3. Not Investing in Ads
It’s a common hurdle for small businesses: they have the budget, but they don’t invest it in marketing. In fact, recent studies show that at every life stage, business owners wish they invested more in marketing. So, don’t let a lack of budget prevent you from securing high ROI opportunities. If you want more sales conversion then you got to invest in proper marketing campaigns and ads.
4. Competing On Price
Discounts and price cuts have their place but only temporarily, such as when you’re trying to stimulate the first‐time trial and build a base of customers for future email or social media campaigns. Keeping prices low for an extended period of time or offering low prices frequently just puts customers on notice to hold off and never pay full price. You quickly position your brand as the budget option, which limits your appeal and creates fickle customers.
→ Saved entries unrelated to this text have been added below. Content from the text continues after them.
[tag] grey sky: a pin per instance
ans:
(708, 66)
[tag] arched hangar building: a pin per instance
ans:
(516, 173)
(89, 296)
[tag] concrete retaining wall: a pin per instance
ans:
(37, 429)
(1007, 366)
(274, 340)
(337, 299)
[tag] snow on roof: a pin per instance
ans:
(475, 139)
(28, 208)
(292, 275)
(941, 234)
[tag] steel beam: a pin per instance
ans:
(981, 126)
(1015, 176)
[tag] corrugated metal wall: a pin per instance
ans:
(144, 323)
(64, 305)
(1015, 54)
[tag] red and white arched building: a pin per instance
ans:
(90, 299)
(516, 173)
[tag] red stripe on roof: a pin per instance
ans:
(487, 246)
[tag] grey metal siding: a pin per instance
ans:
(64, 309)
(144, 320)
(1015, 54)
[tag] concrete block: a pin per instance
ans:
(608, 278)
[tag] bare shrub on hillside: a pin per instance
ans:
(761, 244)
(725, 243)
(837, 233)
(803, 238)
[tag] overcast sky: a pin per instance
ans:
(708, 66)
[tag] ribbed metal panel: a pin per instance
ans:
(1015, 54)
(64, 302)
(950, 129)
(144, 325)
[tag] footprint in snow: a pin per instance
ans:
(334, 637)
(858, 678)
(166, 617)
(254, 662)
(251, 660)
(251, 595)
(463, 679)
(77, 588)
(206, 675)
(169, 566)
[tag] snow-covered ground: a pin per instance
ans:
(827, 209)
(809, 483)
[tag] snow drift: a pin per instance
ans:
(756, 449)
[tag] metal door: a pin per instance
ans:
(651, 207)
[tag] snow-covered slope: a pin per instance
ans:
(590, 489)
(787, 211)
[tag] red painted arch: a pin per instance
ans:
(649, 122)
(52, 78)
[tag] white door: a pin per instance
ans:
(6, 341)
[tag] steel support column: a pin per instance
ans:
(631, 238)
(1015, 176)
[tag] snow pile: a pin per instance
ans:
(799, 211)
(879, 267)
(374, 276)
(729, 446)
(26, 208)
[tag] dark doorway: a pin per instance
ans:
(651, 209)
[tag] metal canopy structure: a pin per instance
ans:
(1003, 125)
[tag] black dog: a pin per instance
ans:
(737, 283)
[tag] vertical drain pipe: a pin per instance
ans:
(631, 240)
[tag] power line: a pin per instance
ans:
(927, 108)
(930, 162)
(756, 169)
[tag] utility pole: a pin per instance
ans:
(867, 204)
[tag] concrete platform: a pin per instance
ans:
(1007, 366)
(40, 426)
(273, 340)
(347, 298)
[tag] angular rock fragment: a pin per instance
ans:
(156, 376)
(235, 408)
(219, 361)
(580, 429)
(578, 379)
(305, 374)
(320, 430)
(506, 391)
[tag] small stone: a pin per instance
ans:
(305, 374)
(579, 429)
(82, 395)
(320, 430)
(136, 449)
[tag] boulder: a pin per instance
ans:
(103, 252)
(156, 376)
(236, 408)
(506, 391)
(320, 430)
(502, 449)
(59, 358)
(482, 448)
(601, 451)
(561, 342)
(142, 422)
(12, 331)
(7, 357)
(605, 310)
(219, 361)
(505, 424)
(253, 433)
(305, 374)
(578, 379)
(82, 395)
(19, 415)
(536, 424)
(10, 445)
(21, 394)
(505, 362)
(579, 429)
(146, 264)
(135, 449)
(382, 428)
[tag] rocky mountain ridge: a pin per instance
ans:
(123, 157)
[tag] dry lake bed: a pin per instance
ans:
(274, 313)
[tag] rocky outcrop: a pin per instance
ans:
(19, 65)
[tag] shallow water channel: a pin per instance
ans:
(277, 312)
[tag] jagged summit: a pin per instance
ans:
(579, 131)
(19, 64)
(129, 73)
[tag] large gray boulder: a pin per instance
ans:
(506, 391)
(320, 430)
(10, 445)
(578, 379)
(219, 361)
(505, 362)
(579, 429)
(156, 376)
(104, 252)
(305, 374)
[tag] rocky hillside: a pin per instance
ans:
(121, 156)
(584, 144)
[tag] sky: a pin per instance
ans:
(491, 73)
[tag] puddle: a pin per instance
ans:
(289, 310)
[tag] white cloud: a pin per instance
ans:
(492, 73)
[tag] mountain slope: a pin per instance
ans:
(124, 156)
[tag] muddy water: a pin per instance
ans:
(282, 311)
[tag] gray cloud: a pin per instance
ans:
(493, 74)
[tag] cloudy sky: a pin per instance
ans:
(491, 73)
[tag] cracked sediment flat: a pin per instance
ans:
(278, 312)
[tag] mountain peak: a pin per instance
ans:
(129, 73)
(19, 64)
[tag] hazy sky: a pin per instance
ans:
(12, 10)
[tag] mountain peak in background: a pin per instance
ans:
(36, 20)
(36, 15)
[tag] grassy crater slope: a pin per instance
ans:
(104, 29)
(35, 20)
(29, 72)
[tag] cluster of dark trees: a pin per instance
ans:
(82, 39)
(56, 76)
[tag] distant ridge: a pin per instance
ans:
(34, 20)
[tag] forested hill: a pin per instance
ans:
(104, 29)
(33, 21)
5. Not Tracking Performance
Modern technology has made it easier than ever to keep track of your customers' behavior and use it to your advantage. Unfortunately, many businesses use this data to craft marketing campaigns they believe will perform well, but then they fail to track the performance to identify areas for improvement. With all this technology, you can track every aspect of your marketing campaigns, so there's no reason you shouldn't know where you have succeeded and where you can improve.
6. Poor Background Research
Before launching a marketing campaign, you need to understand your customers. Regardless of your campaign’s purpose, be it building brand awareness, increasing engagement, generating leads, etc. -- it must consider the audience to be compelling. Carve out a portion of your marketing spend for research. Once you've found a successful campaign, you can scale it to reap the benefits.
7. Offering What you Can’t Deliver
Simple, don’t make promises that you can’t keep. When you make promises you’re not sure you can deliver on, you put yourself in the category of bad salespeople who can’t be trusted. In addition, if you try to roll out a product that doesn’t work yet or before you’ve worked out all the details for execution, service, and troubleshooting, you set customers up to have a bad experience with you.
8. Forgetting to Edit
Make sure to cross check all your letters, email, website, print ad, sign, or billboards that have a typo in it, cuz people remember that goof and forget the rest. Not only can sloppy mistakes make a bad first impression among prospects, but they can also make people question the amount of attention you pay to detail when producing your products. Remember, your brand is only as good as your reputation.